Drivers of Change in Manufacturing

The Transition Towards Added Value

Source: Future of Manufacturing Council, World Economic Forum.

The manufacturing sector is subject to transitions as economies develop, and so do their capabilities. Three stages can be identified with a growing level of added value and complexity, each characterized by different manufacturing strategies and policies.
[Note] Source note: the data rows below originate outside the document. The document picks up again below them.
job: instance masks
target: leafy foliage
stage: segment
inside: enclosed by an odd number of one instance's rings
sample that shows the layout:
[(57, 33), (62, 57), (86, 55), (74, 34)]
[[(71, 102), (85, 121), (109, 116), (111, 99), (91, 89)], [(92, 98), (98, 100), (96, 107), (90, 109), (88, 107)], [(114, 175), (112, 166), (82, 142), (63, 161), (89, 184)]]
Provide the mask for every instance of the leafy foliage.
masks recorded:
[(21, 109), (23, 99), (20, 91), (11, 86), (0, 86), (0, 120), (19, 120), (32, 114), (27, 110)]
  • Comparative advantages. In the earlier stages, the concerns are about what comparative advantages a country already has because of its factor endowments. Some may be permanent (e.g., resources), while others may be temporary (e.g., low-cost labor). This stage tends to be factor-driven and can be implemented with limited capital investments and relatively low capabilities. The share of manufacturing in the national GDP increases rapidly.
  • Competitiveness. Later, the focus moves on improving comparative advantages through strategies to promote competitiveness (technology, infrastructure, education, finance, etc.). For instance, investments in infrastructures such as ports, rail, and highways generally promote the competitiveness of the area they are taking place in. This stage tends to be efficiency-driven and requires higher levels of capital accumulation and skilled labor. As a national economy matures, the share of manufacturing in the GDP levels off and may start to decline with the development of services.
  • Capabilities. In an advanced stage, maintaining and improving competitiveness in light of declining comparative advantages facing global competition becomes a priority. Some nations may be developing their own comparative advantages and competitiveness, undermining the competitiveness of others, and inciting them to develop new forms of added value. This stage tends to be innovation-driven and requires a convergence of corporate, government, and social interests to develop capabilities that are investment and skill intensive. Usually, a decline in the GDP share of manufacturing is observed.

These stages are not necessarily sequential since a country can move directly to a higher stage. It can take place when a developing economy enables foreign investments that are able to bring in capabilities that otherwise would not be developed locally in the short or medium terms.